After two years of investigation, Britain’s Charities Commission identified serious problems with the administration of one of the most high-profile—and notorious—’trans youth’ organisations. A 22-page report published on Thursday, October 24th, instructed Mermaids, founded in 1995, to remove medical advice to children from its website.
The investigation began in September 2022, when the Telegraph revealed that teenage girls were being given chest binders, a potentially harmful device for constricting their breasts, by the organisation without parental consent. Likewise, Mermaids’ online statements presented puberty blockers as “an internationally recognised safe, reversible healthcare option”—which the recent Cass Review found to be nothing of the sort.
Charities Commission rules, backed by child safeguarding concerns, mean that the charity has been asked to remove misleading content from its website. Critic of transgender ideology Graham Linehan recognised the significance of what he called the inquiry’s inevitable conclusions:
Charities that provide educational information have a legal responsibility to ensure that information is accurate, evidence-based, and balanced. Mermaids’ failure to clearly identify the purpose of its information about puberty blockers potentially put the charity in violation of these legal requirements.
In contrast, BBC coverage of the Commission ruling appears to downplay the seriousness of the 62 public complaints against the charity, saying it “found no evidence that Mermaids … provided medical advice, which would have been outside its charitable purposes” and found “no evidence of misconduct.” This obscures the difference between general medical advice published on the organisation’s website and addressing individual ‘patients’ directly. After virtually ignoring the Cass Review, the BBC’s broadly sympathetic coverage of Mermaids’ latest setback indicates that its capture by transgender ideology continues apace.
Amid controversy, but with the support of the UK broadcast media, Mermaids has continued to expand. Now claiming to work with 10,000 people annually, its income went from almost £84,000 (€100,950) in 2016, to almost £2.3m (€2.76m) last year. Under UK law, charitable status—and the associated tax benefits for these funds—is at risk if a charity violates its own constitution. Likewise, each individual charity’s constitution should reflect various national regulations, such as restrictions on providing consistent support for a single political party.
Charities appoint a board of trustees to prevent such problems, but as Mermaids expanded, because of misguided parents and a burgeoning ‘transgender trend’ in UK schools, it claimed to have suffered from a high turnover of suitable trustees (which the current chair of Mermaids, Kathryn Downs, treats as a sign of the group’s success). The case of former trustee Dr. Jacob Breslow—who resigned in 2022 after he was found to have addressed a 2011 pro-paedophile conference where he spoke up for ‘minor-attracted persons’—points to the organisation’s wider problems.
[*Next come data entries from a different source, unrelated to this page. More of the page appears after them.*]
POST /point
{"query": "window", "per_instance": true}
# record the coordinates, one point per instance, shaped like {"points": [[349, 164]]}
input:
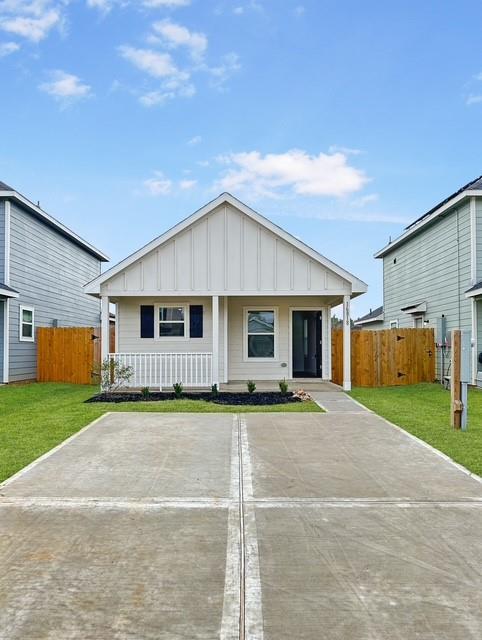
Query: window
{"points": [[26, 332], [260, 325], [171, 322]]}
Breslow’s personal website claims his research
brings together critical race, trans, feminist, queer, critical migration, and psychoanalytic theories to explore the role of childhood in shaping and challenging the disposability of young black life, the steadfastness of the gender binary, the queer life of children’s desires, and the precarious status of migrants.
Such verbiage did not prevent the Charities Commission from saying Mermaids should “never have appointed” him as a trustee. Unfortunately, former chief executive Susie Green (January 2016 until 25 November 2022) does not appear to have raised any red flags with the Commission—despite taking her eldest son to Thailand to have his genitals removed (‘gender affirming surgery’ in the jargon) on his 16th birthday.
This is not Mermaids’ first public interaction with the regulator; it also initiated an unsuccessful lawsuit aimed at stripping the LGB Alliance—an advocacy group for same-sex attracted people—of its charitable status.